Lei 14.701 intensifica conflitos e recrudesce cerco inumano contra comunidades indígenas no oeste do Paraná
Há mais de dez dias indígenas Avá Guarani sofrem ataques e intimidações na TI Tekoha Guassu Guavirá, em Terra Roxa e Guaíra; Decisões judiciais impedem o acesso à água, comida e abrigo
Há mais de dez dias famílias do povo Avá Guarani vêm sofrendo sucessivos ataques e intimidações em diversos tekoha – lugar onde se é – da Terra Indígena (TI) Tekoha Guassu Guavirá, nos municípios de Terra Roxa e Guaíra, no estado do Paraná. Na região há dezenas de comunidades que reivindicam a conclusão da demarcação do seu território originário.
Nos últimos dias, grupos autoconvocados por fazendeiros literalmente cercaram comunidades indígenas, com caminhonetes e barreiras, dificultando, desde o primeiro momento, a entrada de pessoas que queriam prestar apoio à comunidade, com doações e mantimentos, como lonas, roupas e alimentos. Ao mesmo tempo, estes grupos autoconvocados, chegaram a levar galões de combustível para atear fogo nas imediações da área retomada para expulsar à força os Avá Guarani. Por outro lado, um grupo de deputados e senadores da Frente Parlamentar Agropecuária (FPA) no Congresso Nacional, participou de uma reunião com 150 ruralistas na cidade de Guaíra, na última terça-feira (23), o que aumentou a pressão e o tensionamento na região, invertendo a realidade e colocando aos indígenas, legítimos donos da terra, como invasores.
O cerco contra as comunidades se intensificou de forma dramática com as decisões proferidas pelo juiz federal João Paulo Nery dos Passos Martins, da 2ª Vara Federal de Umuarama, no Paraná.

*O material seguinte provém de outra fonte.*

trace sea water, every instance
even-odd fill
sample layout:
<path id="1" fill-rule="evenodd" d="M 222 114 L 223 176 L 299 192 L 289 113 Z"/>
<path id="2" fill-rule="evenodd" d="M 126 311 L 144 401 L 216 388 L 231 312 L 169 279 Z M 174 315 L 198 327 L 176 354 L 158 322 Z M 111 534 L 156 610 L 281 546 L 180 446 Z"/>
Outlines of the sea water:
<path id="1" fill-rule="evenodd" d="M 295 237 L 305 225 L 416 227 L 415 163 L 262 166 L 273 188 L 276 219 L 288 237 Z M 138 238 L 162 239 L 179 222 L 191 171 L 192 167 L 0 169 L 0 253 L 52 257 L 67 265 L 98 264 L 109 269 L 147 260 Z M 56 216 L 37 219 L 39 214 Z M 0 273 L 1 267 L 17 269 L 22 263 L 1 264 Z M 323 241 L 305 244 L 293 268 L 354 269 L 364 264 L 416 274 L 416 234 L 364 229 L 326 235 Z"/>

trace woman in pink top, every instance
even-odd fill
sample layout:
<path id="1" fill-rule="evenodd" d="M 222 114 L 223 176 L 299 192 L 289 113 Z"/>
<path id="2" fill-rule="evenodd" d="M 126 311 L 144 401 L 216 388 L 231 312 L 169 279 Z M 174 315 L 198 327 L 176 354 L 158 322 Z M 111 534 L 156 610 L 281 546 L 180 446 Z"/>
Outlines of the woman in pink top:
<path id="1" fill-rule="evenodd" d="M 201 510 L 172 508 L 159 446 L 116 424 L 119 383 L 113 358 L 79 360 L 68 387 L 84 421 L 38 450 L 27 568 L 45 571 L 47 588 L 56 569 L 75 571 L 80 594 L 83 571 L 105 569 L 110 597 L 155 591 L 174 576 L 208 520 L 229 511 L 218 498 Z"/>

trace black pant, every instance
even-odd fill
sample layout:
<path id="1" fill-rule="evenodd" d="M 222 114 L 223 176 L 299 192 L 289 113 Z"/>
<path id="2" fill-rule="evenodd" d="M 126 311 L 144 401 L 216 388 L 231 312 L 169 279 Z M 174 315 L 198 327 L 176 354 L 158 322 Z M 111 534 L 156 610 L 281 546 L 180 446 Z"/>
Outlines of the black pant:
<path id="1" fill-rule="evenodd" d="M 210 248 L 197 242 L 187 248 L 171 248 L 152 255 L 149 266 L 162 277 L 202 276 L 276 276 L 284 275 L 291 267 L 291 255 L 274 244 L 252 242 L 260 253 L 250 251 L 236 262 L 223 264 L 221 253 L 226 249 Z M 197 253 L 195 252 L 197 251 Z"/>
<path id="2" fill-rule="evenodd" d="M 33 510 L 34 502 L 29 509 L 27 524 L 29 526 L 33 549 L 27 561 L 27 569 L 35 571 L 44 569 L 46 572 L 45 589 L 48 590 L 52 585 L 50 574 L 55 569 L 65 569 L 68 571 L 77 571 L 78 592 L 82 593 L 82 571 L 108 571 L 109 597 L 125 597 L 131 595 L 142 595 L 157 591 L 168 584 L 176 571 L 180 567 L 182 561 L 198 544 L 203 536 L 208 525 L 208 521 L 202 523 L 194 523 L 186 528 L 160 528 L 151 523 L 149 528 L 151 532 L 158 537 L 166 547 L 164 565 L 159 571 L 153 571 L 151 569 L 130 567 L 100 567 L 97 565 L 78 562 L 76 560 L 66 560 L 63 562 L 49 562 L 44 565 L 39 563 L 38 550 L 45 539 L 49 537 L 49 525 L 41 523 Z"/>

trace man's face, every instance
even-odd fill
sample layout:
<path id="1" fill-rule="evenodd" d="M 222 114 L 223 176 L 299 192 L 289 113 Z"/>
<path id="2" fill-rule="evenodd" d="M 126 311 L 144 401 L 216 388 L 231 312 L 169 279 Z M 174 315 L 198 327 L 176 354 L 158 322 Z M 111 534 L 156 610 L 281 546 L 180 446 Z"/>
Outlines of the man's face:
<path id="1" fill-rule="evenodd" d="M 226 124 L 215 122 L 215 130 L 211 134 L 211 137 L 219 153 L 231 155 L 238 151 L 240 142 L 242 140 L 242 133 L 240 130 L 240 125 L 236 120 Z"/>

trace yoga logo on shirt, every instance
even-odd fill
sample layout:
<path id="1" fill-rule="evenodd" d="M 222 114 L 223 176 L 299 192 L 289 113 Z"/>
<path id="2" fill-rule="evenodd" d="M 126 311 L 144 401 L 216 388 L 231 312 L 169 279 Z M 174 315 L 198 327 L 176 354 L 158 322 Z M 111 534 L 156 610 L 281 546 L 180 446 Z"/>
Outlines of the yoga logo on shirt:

No dia 19 de julho, o juiz emitiu um Despacho pelo qual determinava, liminarmente, a reintegração de posse em favor do fazendeiro e contra a comunidade indígena. A decisão interfere inclusive em ações previstas no âmbito da Ação Cível Originária (ACO) nº 3555, que tramita no Supremo Tribunal Federal (STF). O prazo para que a comunidade abandone de forma voluntária o local expira nesta segunda-feira (29). Organizações indígenas, o Ministério Público Federal (MPF) e a União já ingressaram com recursos contra a reintegração de posse no Tribunal Regional Federal da 4ª Região, em Porto Alegre (RS).
Posteriormente, o mesmo juiz proferiu nova decisão, contra a Fundação Nacional dos Povos Indígenas (Funai), que buscava apoio da Polícia Federal (PF) para a entrega de kits de suprimentos, como alimentos, água, itens de higiene e lonas aos Avá Guarani, o que afronta os direitos humanos e fundamentais dos indígenas de acesso a água, comida e abrigo. A decisão, que não se orienta por princípios constitucionais, firma que “o fornecimento ou a mera entrega de materiais que possam ser utilizados na construção de abrigos vai contra o propósito de desocupação do imóvel, malferindo a ordem judicial determinada nos autos”.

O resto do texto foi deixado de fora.